Some other recent “appropriation” controversies:

J. K. Rowling’s Pottermore extension of wizarding lore to the New World and Native Americans, attacked for insensitively using Navajo Skinwalker beliefs: Indian Country Today, N. K. Jemesin’s criticisms. Rowling is accused of doing “real harm” by fitting a modified Skinwalker belief into her fictional magical lore — in other words, she has committed heresy — or what would be heresy if she were Navajo. If Skinwalkers were central to her story, there might be some concern, but it’s a colorful detail which no one with any perspective would take seriously. Magic isn’t actually a real thing, and neither are skinwalkers. No one outside Navajo religious practice is required to do deep research to mention it in passing.

Two members of Bowdoin College’s student government to be impeached for holding a party featuring tiny sombrero hats. Realizing how foolish they looked, Bowdoin administrators have since backed down, but the knee-jerk accusations wasted everyone’s time and damage credibility when real issues might need to be addressed. Who would listen to such fools?
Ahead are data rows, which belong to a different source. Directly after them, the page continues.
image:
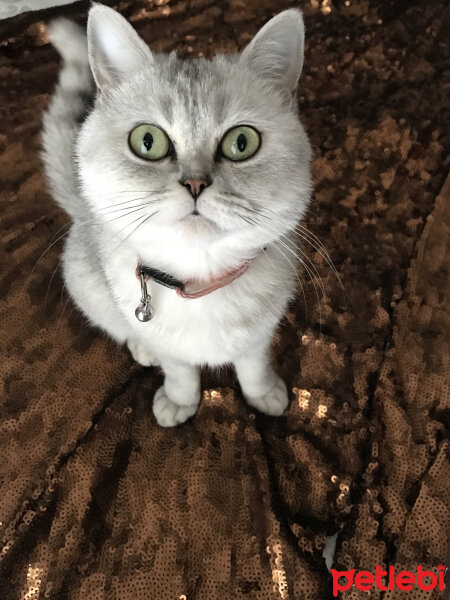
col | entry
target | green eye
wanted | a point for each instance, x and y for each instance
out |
(240, 143)
(149, 142)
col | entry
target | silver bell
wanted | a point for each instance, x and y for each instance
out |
(144, 312)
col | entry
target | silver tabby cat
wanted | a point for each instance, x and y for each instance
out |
(192, 172)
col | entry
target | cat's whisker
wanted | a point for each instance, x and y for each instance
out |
(50, 282)
(144, 217)
(300, 279)
(312, 239)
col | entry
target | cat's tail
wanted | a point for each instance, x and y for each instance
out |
(70, 102)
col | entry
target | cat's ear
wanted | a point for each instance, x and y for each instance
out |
(276, 52)
(115, 49)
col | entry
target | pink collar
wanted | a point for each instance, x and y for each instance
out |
(192, 288)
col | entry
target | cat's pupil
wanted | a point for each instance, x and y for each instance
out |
(148, 141)
(242, 142)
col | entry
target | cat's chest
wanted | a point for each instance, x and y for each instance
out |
(212, 329)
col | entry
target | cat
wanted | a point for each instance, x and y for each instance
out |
(188, 173)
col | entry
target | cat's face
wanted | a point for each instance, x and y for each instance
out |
(198, 149)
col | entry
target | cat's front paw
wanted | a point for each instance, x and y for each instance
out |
(273, 402)
(169, 414)
(141, 353)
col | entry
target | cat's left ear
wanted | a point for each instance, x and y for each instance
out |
(276, 52)
(115, 49)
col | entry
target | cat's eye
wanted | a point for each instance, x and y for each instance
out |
(149, 142)
(240, 143)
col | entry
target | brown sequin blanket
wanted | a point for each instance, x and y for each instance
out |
(98, 502)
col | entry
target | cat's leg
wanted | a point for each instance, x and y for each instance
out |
(178, 398)
(262, 387)
(86, 284)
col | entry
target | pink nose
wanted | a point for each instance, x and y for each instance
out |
(195, 186)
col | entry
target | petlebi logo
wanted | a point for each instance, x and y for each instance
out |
(388, 580)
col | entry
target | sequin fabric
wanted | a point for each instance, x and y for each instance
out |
(96, 500)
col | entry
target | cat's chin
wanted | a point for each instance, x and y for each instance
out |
(197, 224)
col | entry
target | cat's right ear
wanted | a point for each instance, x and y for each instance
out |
(276, 52)
(115, 49)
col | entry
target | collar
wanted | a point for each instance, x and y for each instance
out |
(192, 288)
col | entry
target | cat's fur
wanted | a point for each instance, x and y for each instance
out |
(249, 206)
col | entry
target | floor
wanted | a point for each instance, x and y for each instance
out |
(9, 8)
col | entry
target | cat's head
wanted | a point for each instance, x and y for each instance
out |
(195, 151)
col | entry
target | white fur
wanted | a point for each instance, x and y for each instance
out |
(249, 206)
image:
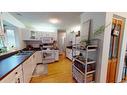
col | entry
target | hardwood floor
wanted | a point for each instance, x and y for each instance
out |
(58, 72)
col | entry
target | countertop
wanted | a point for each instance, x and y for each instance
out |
(7, 65)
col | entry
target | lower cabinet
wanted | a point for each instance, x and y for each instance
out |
(56, 54)
(38, 56)
(15, 76)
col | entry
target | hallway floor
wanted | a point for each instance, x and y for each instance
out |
(58, 72)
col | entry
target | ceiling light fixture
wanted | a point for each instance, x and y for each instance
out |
(54, 20)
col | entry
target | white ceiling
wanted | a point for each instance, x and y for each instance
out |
(36, 20)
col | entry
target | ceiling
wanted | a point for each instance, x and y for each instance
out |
(39, 20)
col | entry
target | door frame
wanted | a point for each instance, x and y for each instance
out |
(119, 51)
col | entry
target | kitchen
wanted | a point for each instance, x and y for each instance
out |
(58, 47)
(25, 49)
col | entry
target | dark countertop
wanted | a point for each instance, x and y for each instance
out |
(7, 65)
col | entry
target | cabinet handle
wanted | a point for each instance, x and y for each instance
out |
(18, 80)
(16, 72)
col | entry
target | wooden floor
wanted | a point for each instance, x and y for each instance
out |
(58, 72)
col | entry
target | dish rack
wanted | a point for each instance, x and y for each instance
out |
(84, 64)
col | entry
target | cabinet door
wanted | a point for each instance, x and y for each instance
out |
(26, 34)
(39, 56)
(26, 71)
(1, 25)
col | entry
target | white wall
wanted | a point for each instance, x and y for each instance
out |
(19, 28)
(98, 19)
(109, 16)
(12, 20)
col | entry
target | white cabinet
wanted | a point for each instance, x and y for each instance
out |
(15, 76)
(26, 71)
(39, 56)
(69, 53)
(28, 68)
(56, 54)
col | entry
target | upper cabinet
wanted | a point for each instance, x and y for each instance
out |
(38, 35)
(1, 25)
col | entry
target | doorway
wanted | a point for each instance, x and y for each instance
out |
(115, 48)
(61, 41)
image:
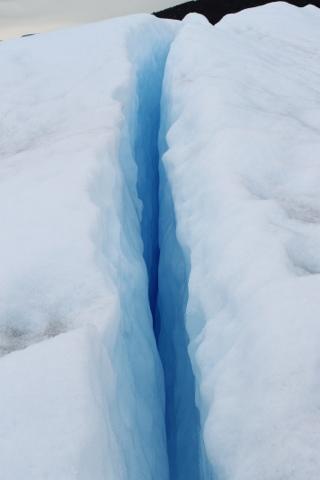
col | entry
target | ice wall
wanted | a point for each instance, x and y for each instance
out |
(241, 161)
(88, 403)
The birthday party was set up by students, invitations sent out by a student of Colombian descent. Actual Mexicans and Latinos were not offended, any more than they would be by a Taco Bell.

One student of Guatemalan and Costa Rican heritage, freshman Brandon Lopez, pronounced the whole kerfuffle “mind-boggling” and called the disciplinary consequences a “travesty,” especially in light of the dining hall’s Mexican night a week later. (Lopez was invited to the party but could not attend because of baseball practice, he said.)

Freddy’s point is that this “concern on behalf of others” is itself condescending and betrays a belief that the other cultures are so weak and their adherents so helpless that sensitive progressives must come to their aid and appoint themselves judges of proper behavior toward the “lesser cultures.” And I will add this point about virtue-signalling generally (from a Facebook comment on his post):

It’s condescending to the individuals of the culture involved. It’s also most commonly intended to signal that the offended-on-behalf-of one is not only enlightened, but enlightened in an uncommon way so that those who don’t share their insight can be deprecated. Aimed at nearby tribal enemies. Which is why it doesn’t satisfy to condemn evils of greater magnitude that everyone deplores, like FGM and throwing homosexuals off buildings. “More empathetic and sensitive than thou.” A corollary sin of pride.